On some days, Dunhill will have scheduled appointments with his clients. One of them, a man Dunhill called “Frenchie” who had been homeless for 30 years, finally gave in to Dunhill’s prodding and applied for housing. When Dunhill reported that the man had been offered an apartment, the man was extremely disbelieving, thinking that at some point in the process of signing the lease and moving, something would fall through.

But everything held together until Dunhill took the man to his apartment and gave him his key. Frenchie started crying. “I don’t deserve this,” he wept.

Dunhill was finally able to convince Frenchie to stay, telling Frenchie that he would be taking care of Dunhill’s apartment for him. Dunhill then began teaching Frenchie to take care of himself, including showering, brushing his teeth, doing dishes, and keeping the apartment clean. The pair met on a weekly basis to do laundry. Dunhill would arrive and help him put his laundry in the washer, playing the card game cribbage while they waited.

After a few months, though, when Dunhill would arrive at the apartment, the cribbage board would be ready, the laundry would already be in the washer, and Frenchie would ask him for something to eat.

But there were also the times when he would arrive to find the apartment vacant.

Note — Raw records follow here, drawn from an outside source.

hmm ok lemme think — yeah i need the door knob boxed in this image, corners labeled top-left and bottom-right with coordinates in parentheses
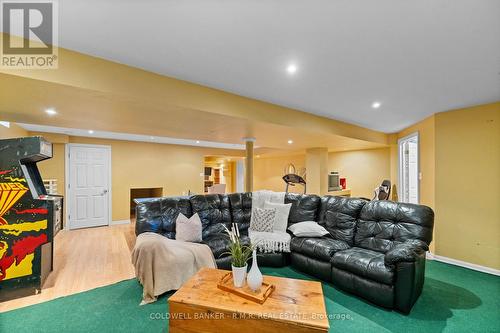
top-left (102, 189), bottom-right (108, 195)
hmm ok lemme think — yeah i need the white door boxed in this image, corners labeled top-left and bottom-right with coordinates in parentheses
top-left (67, 144), bottom-right (111, 229)
top-left (398, 133), bottom-right (419, 204)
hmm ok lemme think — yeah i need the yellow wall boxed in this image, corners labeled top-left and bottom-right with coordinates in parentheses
top-left (329, 148), bottom-right (391, 199)
top-left (306, 148), bottom-right (329, 195)
top-left (254, 148), bottom-right (391, 199)
top-left (0, 122), bottom-right (28, 139)
top-left (434, 103), bottom-right (500, 269)
top-left (254, 154), bottom-right (306, 193)
top-left (26, 134), bottom-right (244, 223)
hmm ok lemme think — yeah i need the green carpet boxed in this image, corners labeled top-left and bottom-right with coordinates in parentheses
top-left (1, 260), bottom-right (499, 333)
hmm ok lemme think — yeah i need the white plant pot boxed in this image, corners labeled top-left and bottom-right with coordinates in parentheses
top-left (247, 249), bottom-right (263, 292)
top-left (231, 264), bottom-right (248, 288)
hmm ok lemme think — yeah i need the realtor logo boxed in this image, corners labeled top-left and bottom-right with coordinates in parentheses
top-left (1, 1), bottom-right (58, 69)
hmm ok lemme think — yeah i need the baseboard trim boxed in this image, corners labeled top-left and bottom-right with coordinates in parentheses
top-left (110, 219), bottom-right (130, 225)
top-left (427, 252), bottom-right (500, 276)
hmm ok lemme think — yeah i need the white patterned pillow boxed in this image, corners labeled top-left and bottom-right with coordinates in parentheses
top-left (250, 208), bottom-right (276, 232)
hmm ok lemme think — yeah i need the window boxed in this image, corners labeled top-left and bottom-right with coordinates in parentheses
top-left (398, 133), bottom-right (419, 204)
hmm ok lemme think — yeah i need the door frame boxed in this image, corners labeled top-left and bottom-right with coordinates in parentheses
top-left (65, 143), bottom-right (112, 230)
top-left (398, 132), bottom-right (420, 204)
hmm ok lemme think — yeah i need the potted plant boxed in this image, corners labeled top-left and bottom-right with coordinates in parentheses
top-left (222, 223), bottom-right (255, 288)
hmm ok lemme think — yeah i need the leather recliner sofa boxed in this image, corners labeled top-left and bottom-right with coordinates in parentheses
top-left (135, 192), bottom-right (434, 314)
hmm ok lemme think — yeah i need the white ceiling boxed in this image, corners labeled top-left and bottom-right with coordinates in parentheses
top-left (7, 0), bottom-right (500, 132)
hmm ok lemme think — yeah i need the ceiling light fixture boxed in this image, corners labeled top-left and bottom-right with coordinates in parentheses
top-left (287, 139), bottom-right (293, 144)
top-left (45, 108), bottom-right (57, 116)
top-left (286, 64), bottom-right (297, 74)
top-left (372, 101), bottom-right (381, 109)
top-left (88, 130), bottom-right (94, 134)
top-left (196, 140), bottom-right (200, 144)
top-left (150, 136), bottom-right (155, 140)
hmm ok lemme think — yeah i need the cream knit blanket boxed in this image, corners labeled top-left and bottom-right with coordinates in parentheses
top-left (249, 190), bottom-right (291, 253)
top-left (131, 233), bottom-right (216, 305)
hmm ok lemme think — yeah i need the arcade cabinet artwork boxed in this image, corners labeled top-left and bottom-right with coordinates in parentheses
top-left (0, 136), bottom-right (58, 301)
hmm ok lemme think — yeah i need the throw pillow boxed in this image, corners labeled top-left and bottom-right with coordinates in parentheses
top-left (264, 201), bottom-right (292, 233)
top-left (250, 208), bottom-right (276, 232)
top-left (288, 221), bottom-right (329, 237)
top-left (175, 213), bottom-right (202, 242)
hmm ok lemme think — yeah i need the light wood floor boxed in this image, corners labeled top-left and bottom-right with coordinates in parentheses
top-left (0, 222), bottom-right (136, 312)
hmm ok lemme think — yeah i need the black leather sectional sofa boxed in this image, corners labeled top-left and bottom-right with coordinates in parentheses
top-left (135, 192), bottom-right (434, 314)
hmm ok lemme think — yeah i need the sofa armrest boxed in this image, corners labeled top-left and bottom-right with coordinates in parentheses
top-left (384, 240), bottom-right (429, 266)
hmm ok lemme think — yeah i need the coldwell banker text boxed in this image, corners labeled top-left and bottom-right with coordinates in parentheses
top-left (1, 1), bottom-right (58, 69)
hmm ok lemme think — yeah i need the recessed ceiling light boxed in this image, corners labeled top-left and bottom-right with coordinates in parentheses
top-left (45, 108), bottom-right (57, 116)
top-left (372, 102), bottom-right (381, 109)
top-left (150, 136), bottom-right (155, 140)
top-left (287, 139), bottom-right (293, 144)
top-left (88, 130), bottom-right (94, 134)
top-left (256, 155), bottom-right (261, 158)
top-left (196, 140), bottom-right (200, 144)
top-left (286, 64), bottom-right (297, 74)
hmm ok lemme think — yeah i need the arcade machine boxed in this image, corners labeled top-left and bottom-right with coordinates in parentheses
top-left (0, 136), bottom-right (61, 301)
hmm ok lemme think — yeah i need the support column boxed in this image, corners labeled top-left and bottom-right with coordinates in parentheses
top-left (306, 147), bottom-right (329, 195)
top-left (243, 137), bottom-right (256, 192)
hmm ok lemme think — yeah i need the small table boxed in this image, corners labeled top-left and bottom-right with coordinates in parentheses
top-left (169, 268), bottom-right (329, 333)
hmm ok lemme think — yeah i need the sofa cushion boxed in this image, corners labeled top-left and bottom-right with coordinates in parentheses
top-left (202, 234), bottom-right (251, 258)
top-left (332, 247), bottom-right (394, 285)
top-left (135, 197), bottom-right (192, 239)
top-left (285, 193), bottom-right (321, 225)
top-left (228, 192), bottom-right (252, 232)
top-left (288, 221), bottom-right (329, 238)
top-left (264, 201), bottom-right (292, 232)
top-left (250, 207), bottom-right (276, 232)
top-left (175, 213), bottom-right (202, 242)
top-left (331, 266), bottom-right (394, 308)
top-left (318, 196), bottom-right (367, 246)
top-left (355, 201), bottom-right (434, 253)
top-left (291, 237), bottom-right (350, 262)
top-left (190, 194), bottom-right (232, 239)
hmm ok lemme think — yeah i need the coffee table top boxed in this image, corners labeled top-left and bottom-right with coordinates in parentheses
top-left (169, 267), bottom-right (329, 331)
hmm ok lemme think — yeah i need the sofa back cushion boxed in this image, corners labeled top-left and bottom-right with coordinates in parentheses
top-left (285, 193), bottom-right (321, 225)
top-left (190, 194), bottom-right (232, 238)
top-left (228, 192), bottom-right (252, 233)
top-left (355, 201), bottom-right (434, 253)
top-left (135, 196), bottom-right (192, 239)
top-left (318, 196), bottom-right (367, 246)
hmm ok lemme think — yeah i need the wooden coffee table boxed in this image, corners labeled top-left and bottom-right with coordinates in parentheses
top-left (168, 268), bottom-right (329, 333)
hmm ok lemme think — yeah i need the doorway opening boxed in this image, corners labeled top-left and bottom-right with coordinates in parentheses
top-left (398, 133), bottom-right (419, 204)
top-left (204, 156), bottom-right (240, 194)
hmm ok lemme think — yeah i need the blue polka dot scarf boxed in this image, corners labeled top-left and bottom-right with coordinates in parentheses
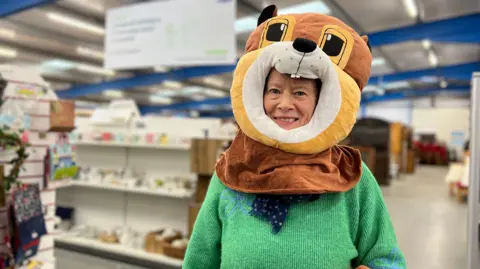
top-left (250, 194), bottom-right (320, 234)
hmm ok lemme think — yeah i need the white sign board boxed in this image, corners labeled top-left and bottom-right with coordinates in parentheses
top-left (105, 0), bottom-right (236, 70)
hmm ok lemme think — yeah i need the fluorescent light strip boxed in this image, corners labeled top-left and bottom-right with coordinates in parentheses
top-left (403, 0), bottom-right (418, 18)
top-left (203, 76), bottom-right (225, 88)
top-left (421, 39), bottom-right (431, 50)
top-left (47, 12), bottom-right (104, 36)
top-left (149, 95), bottom-right (173, 104)
top-left (77, 46), bottom-right (104, 59)
top-left (428, 50), bottom-right (438, 67)
top-left (0, 47), bottom-right (17, 58)
top-left (66, 0), bottom-right (104, 12)
top-left (76, 63), bottom-right (116, 76)
top-left (162, 80), bottom-right (183, 89)
top-left (372, 57), bottom-right (386, 67)
top-left (203, 88), bottom-right (227, 97)
top-left (103, 89), bottom-right (124, 98)
top-left (0, 28), bottom-right (15, 39)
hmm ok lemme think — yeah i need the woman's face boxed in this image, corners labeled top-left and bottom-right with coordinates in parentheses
top-left (263, 69), bottom-right (318, 130)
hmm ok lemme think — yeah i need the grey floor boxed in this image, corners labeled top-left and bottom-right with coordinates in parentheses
top-left (382, 165), bottom-right (468, 269)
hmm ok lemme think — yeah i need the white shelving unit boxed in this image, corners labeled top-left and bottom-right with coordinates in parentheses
top-left (55, 236), bottom-right (183, 268)
top-left (54, 100), bottom-right (236, 269)
top-left (70, 181), bottom-right (194, 198)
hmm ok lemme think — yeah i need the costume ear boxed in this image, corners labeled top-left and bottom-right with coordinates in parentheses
top-left (257, 5), bottom-right (278, 26)
top-left (361, 35), bottom-right (371, 52)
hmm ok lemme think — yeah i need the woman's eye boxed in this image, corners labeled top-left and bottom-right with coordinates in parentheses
top-left (269, 88), bottom-right (281, 94)
top-left (294, 91), bottom-right (306, 96)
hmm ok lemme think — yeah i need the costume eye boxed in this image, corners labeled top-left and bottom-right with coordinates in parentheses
top-left (266, 23), bottom-right (288, 42)
top-left (259, 16), bottom-right (296, 49)
top-left (322, 34), bottom-right (344, 57)
top-left (318, 25), bottom-right (354, 69)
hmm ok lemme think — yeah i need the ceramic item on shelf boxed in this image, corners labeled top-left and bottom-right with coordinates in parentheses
top-left (127, 178), bottom-right (139, 188)
top-left (92, 132), bottom-right (102, 141)
top-left (102, 132), bottom-right (113, 142)
top-left (158, 133), bottom-right (168, 145)
top-left (115, 133), bottom-right (124, 143)
top-left (146, 133), bottom-right (155, 144)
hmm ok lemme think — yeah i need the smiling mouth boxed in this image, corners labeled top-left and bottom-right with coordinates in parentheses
top-left (274, 117), bottom-right (299, 123)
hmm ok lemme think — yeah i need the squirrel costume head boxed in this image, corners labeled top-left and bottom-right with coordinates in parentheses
top-left (216, 6), bottom-right (371, 195)
top-left (230, 5), bottom-right (372, 154)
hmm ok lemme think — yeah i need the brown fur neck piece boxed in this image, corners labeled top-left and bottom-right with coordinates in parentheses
top-left (215, 131), bottom-right (362, 195)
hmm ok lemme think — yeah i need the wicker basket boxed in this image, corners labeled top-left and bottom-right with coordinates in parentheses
top-left (162, 241), bottom-right (187, 259)
top-left (144, 229), bottom-right (182, 254)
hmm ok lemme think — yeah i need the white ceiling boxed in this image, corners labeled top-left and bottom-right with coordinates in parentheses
top-left (0, 0), bottom-right (478, 108)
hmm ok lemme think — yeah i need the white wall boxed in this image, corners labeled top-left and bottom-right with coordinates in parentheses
top-left (359, 96), bottom-right (470, 149)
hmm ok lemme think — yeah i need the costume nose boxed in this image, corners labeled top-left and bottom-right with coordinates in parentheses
top-left (292, 38), bottom-right (317, 53)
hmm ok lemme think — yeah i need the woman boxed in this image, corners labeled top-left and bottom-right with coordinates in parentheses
top-left (183, 5), bottom-right (406, 269)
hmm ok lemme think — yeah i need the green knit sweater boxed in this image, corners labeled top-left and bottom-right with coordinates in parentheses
top-left (183, 163), bottom-right (406, 269)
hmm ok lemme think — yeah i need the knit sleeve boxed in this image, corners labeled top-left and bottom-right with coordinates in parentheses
top-left (183, 173), bottom-right (224, 269)
top-left (353, 163), bottom-right (407, 269)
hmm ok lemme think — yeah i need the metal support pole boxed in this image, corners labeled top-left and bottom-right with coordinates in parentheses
top-left (468, 72), bottom-right (480, 269)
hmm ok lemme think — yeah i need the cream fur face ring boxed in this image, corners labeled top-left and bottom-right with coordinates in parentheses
top-left (231, 41), bottom-right (361, 155)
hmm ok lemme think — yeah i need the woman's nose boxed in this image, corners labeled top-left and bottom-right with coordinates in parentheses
top-left (278, 93), bottom-right (294, 110)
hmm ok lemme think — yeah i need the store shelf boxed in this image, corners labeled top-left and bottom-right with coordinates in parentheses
top-left (71, 181), bottom-right (194, 199)
top-left (73, 141), bottom-right (190, 150)
top-left (55, 236), bottom-right (182, 268)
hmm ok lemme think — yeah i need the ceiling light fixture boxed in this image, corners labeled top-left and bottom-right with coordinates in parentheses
top-left (403, 0), bottom-right (418, 18)
top-left (41, 59), bottom-right (77, 70)
top-left (421, 39), bottom-right (431, 50)
top-left (371, 57), bottom-right (386, 66)
top-left (46, 12), bottom-right (105, 35)
top-left (103, 89), bottom-right (124, 98)
top-left (162, 80), bottom-right (183, 89)
top-left (440, 79), bottom-right (448, 89)
top-left (149, 95), bottom-right (173, 104)
top-left (0, 28), bottom-right (16, 39)
top-left (203, 88), bottom-right (228, 97)
top-left (0, 47), bottom-right (17, 58)
top-left (203, 77), bottom-right (225, 88)
top-left (77, 46), bottom-right (104, 59)
top-left (66, 0), bottom-right (104, 12)
top-left (76, 63), bottom-right (116, 76)
top-left (154, 66), bottom-right (169, 73)
top-left (428, 50), bottom-right (438, 67)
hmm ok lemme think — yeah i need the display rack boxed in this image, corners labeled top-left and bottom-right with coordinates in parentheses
top-left (53, 100), bottom-right (236, 269)
top-left (0, 65), bottom-right (75, 268)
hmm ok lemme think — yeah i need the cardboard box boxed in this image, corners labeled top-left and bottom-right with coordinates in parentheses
top-left (190, 139), bottom-right (228, 175)
top-left (195, 175), bottom-right (211, 203)
top-left (188, 203), bottom-right (203, 237)
top-left (49, 100), bottom-right (75, 132)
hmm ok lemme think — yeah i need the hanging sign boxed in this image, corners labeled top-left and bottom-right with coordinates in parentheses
top-left (105, 0), bottom-right (236, 70)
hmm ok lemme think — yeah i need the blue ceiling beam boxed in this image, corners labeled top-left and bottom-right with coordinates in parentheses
top-left (58, 14), bottom-right (478, 99)
top-left (57, 64), bottom-right (236, 98)
top-left (198, 111), bottom-right (234, 118)
top-left (139, 62), bottom-right (478, 113)
top-left (368, 62), bottom-right (480, 85)
top-left (362, 86), bottom-right (470, 104)
top-left (367, 13), bottom-right (480, 47)
top-left (0, 0), bottom-right (56, 17)
top-left (139, 97), bottom-right (230, 115)
top-left (430, 31), bottom-right (480, 44)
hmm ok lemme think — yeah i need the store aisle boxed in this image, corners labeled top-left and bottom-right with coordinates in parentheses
top-left (381, 166), bottom-right (468, 269)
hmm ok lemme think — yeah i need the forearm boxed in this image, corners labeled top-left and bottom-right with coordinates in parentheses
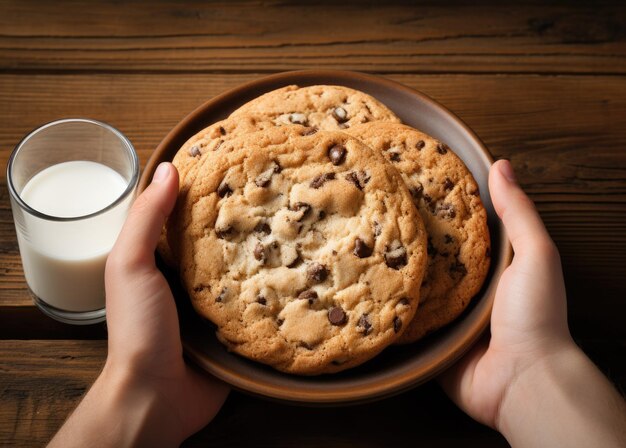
top-left (48, 363), bottom-right (183, 448)
top-left (498, 344), bottom-right (626, 448)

On one such occasion, Frenchie went missing for three months. They finally found Frenchie, but though he agreed to come back to his apartment, he died shortly thereafter from complications due to his alcoholism.

“We get so involved with our clients, we experience the good times and bad times,” Dunhill said. “Whichever way it goes, we need to be there to pick up the pieces. And when they pass away, we feel that. It’s not just something that happened. You feel it. And it’s just something we have to deal with.”

Remembering this story brought tears to Dunhill’s eyes.

“[My job is] about being a pitbull and not giving up. You know you can’t give up on them because that’s what everybody else does. It’s our job to show them that there are people out here who truly care, and we won’t give up on them. … Any one of us could be homeless in a heartbeat.”